Runbooks as Evidence: Avoiding the Audit Evidence Trap

A specific failure mode is what practitioners call the evidence trap: the control exists, the team is doing the right thing, but nothing was captured at the time. Three months later, the SIEM has rotated the logs, the on-call engineer has left, and the only record is a Slack thread no one can find.

Runbooks prevent this when they make evidence capture a step in the procedure itself, not an afterthought. A line in the runbook that reads export the relevant CloudTrail entries to the incident folder before remediation is what stands between you and a qualified opinion.

Pro Tip: Build evidence capture into the runbook as a numbered step, not a footer note. Auditors test what is written. If “save the screenshot” is step 7, it gets done. If it is buried in a paragraph at the bottom, it usually does not.

SOC 2 Type I vs. Type II: How Runbooks Support Each

A SOC 2 Type I report assesses the design of controls at a single point in time. For Type I, the runbook itself, together with the policies it references, is most of what auditors need.
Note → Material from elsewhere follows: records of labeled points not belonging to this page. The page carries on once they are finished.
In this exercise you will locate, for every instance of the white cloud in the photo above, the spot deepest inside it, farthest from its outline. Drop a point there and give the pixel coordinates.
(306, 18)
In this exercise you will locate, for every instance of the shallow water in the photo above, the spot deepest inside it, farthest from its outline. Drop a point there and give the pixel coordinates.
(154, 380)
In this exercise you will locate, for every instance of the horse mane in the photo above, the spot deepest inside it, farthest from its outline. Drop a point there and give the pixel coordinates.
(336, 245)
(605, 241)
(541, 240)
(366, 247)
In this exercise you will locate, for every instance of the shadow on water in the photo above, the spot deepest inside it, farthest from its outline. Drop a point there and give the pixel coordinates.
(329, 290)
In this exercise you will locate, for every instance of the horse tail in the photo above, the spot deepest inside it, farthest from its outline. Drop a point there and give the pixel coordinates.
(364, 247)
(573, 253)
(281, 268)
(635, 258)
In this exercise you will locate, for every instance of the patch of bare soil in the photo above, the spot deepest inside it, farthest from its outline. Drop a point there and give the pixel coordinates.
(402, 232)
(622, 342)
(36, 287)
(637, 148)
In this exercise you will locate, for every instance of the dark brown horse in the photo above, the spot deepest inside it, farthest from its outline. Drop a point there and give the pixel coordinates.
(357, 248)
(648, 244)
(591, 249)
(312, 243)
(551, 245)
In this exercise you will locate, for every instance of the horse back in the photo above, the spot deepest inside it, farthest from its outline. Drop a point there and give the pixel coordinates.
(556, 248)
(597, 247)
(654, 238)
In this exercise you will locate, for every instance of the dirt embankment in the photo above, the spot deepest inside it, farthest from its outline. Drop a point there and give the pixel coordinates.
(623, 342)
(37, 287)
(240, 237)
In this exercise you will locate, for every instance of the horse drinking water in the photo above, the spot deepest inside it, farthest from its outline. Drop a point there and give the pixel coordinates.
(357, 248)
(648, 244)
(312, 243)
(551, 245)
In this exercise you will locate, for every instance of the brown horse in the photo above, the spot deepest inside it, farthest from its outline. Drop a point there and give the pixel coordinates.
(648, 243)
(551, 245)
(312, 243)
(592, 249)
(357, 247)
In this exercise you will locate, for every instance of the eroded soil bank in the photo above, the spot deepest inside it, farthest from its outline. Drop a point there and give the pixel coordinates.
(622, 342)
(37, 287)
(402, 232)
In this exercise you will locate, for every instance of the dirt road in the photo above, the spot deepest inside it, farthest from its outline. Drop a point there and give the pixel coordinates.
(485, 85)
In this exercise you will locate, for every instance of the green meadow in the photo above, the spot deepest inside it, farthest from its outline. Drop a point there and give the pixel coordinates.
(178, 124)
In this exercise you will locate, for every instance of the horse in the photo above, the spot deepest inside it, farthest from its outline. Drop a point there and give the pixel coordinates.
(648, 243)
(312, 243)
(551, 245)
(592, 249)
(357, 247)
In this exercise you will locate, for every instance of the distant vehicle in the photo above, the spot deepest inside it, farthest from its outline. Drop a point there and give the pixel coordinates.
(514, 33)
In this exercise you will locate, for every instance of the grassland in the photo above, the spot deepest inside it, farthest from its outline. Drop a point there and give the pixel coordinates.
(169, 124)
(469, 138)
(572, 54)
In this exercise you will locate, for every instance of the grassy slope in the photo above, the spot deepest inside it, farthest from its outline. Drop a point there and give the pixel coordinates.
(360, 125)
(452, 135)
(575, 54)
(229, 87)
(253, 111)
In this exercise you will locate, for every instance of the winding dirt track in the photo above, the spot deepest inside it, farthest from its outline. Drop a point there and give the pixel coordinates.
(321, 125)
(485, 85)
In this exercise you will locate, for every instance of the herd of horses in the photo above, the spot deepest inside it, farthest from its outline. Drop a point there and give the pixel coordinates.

Type II is a different beast. It tests operating effectiveness over a period (typically six to twelve months), and that is where runbooks earn their keep. Each completed run produces evidence: a ticket, a log entry, a screenshot, a signed approval.

Over twelve months those artefacts become the case for control effectiveness. Without runbooks, evidence collection is reactive and full of gaps. With them, it is a byproduct of normal work.

For a fuller picture of what to expect across both report types, the SOC 2 compliance checklist is a useful companion to this guide.

 

Core Components of a SOC 2 Runbook

Runbook formats vary, but the audit-ready ones share a common skeleton. Skip any of these and the runbook becomes harder to defend.

Scope, Trigger Conditions, and Impact Classification

Every runbook should open with what it covers, what kicks it off, and how to grade severity. Trigger examples include a PagerDuty alert from the production logging pipeline, a quarterly access review due date, or a deployment to the production environment. Severity classification (P1 through P4, or critical, high, medium, low) determines escalation timing and approval thresholds downstream.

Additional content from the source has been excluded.